For those of you that come at the dictionary complaining that “fake news” actually two words, you’re wrong. That’s fake news, as it were.
Let Butler explain: “The most common way in which English forms new words is by taking two separate words and smashing them together. In the past, this togetherness may have been recognised by a hyphen or one solid word, but more recently, the tendency has been for English to throw out punctuation of all sorts.”
This is what linguists call a “lexical unit.” You may know what “fake” is and what “news” is, but you can’t necessarily work out the meaning of the compound. It’s more than the sum of its parts, and that’s why it’s in the dictionary.
Runner up words included “halal snack pack” a word and culinary concept that has yet to make to it big globally.
A mix of hot chips and halal doner kebab meat, along with garlic, chilli and barbecue sauces, a combo affectionally known as “the holy trinity,” the word has also become symbolic of a type of cheeky, affectionate multiculturalism.
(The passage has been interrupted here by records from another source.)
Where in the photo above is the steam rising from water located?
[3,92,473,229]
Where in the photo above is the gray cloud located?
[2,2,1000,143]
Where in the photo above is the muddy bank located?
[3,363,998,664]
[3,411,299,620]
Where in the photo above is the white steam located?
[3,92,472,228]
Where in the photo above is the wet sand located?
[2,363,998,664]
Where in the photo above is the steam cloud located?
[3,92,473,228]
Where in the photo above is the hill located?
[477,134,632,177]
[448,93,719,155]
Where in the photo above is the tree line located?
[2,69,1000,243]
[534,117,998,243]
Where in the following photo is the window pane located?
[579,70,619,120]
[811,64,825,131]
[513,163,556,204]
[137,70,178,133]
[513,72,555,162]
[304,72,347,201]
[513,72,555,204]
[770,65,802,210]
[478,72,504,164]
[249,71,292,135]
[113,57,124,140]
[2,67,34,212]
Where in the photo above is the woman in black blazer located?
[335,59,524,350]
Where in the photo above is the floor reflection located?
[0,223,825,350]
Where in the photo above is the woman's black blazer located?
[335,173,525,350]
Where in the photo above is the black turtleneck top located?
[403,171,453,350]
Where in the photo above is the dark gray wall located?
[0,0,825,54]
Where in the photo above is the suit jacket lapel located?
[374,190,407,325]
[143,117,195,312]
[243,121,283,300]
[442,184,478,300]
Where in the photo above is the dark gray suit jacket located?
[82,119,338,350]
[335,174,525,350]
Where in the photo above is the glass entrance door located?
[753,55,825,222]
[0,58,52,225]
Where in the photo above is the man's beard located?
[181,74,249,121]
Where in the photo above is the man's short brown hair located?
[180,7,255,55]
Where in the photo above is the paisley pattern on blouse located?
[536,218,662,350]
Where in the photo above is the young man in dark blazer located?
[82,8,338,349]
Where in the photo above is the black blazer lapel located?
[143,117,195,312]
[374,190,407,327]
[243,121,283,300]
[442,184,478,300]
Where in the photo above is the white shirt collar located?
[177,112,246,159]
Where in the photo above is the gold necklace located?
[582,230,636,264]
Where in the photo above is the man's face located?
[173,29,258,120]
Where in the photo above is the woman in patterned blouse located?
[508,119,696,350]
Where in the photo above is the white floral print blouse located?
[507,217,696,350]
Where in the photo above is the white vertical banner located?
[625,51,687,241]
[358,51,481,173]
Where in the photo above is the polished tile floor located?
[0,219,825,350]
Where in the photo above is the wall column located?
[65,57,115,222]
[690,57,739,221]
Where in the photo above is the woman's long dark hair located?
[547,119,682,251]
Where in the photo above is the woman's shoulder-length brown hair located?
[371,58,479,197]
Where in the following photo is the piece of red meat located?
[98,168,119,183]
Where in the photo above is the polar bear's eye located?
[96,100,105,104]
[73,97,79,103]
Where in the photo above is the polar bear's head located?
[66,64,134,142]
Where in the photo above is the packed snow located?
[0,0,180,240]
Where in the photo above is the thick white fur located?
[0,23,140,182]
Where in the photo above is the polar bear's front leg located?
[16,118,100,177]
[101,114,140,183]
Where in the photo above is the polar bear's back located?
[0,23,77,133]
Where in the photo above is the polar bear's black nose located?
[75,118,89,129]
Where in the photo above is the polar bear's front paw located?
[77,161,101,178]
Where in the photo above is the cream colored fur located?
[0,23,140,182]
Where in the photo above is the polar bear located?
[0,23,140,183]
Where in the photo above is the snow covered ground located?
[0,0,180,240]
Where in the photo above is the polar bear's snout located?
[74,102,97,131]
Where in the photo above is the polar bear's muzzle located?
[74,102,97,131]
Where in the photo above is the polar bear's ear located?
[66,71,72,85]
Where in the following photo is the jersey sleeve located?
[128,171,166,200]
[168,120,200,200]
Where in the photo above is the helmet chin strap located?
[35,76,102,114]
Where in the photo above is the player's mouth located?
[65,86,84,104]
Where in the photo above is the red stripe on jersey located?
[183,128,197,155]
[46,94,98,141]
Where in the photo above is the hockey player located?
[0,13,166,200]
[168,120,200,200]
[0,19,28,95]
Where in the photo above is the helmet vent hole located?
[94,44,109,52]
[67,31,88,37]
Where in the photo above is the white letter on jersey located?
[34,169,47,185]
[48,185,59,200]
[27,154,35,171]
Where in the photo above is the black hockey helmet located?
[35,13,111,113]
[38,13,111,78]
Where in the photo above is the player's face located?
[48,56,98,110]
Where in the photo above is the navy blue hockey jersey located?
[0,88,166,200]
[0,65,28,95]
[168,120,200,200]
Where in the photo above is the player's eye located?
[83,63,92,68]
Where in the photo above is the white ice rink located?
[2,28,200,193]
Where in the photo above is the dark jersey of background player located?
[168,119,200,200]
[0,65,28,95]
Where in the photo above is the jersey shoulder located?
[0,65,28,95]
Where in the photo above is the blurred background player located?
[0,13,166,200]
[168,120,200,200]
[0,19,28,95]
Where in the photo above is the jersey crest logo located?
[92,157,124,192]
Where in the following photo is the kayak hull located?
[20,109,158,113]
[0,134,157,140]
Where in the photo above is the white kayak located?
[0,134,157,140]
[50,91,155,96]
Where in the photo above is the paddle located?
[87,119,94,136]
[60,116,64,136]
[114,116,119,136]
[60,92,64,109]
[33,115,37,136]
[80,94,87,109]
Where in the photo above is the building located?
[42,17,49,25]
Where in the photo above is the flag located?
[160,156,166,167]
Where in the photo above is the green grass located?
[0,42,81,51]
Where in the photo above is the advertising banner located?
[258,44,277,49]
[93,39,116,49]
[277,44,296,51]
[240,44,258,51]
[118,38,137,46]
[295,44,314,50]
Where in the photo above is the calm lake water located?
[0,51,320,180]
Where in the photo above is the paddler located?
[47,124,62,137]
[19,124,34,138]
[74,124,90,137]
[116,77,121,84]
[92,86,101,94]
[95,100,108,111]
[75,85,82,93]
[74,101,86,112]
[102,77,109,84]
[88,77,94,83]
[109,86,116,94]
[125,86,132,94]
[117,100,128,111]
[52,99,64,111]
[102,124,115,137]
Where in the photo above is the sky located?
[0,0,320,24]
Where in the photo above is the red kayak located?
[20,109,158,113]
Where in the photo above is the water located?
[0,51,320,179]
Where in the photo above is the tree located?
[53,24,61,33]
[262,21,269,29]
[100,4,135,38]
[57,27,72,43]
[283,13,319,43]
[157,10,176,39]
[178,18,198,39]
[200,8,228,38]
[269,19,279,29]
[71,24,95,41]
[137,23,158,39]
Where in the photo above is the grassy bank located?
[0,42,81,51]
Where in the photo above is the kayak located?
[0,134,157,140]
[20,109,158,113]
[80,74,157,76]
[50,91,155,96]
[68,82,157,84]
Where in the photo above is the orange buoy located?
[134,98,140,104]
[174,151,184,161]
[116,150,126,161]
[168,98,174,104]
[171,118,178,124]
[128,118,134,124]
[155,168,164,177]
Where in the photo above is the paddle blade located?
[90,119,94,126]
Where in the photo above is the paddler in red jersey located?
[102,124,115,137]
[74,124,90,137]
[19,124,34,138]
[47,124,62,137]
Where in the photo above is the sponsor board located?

The halal snack pack combines foods of significance to both Australia’s Muslim and Anglo communities, and even caused a minor political altercation between Labor politician Sam Dastyari and right wing Senator Pauline Hanson.
According to Dastyai, halal snack pack was “robbed.”
“Enby” was another chosen by the committee. A term for someone who doesn’t identify as male of female, they wrote that “Enby is an interesting construction; it has moved from the abbreviation NB (for non-binary) to a word in its own right.”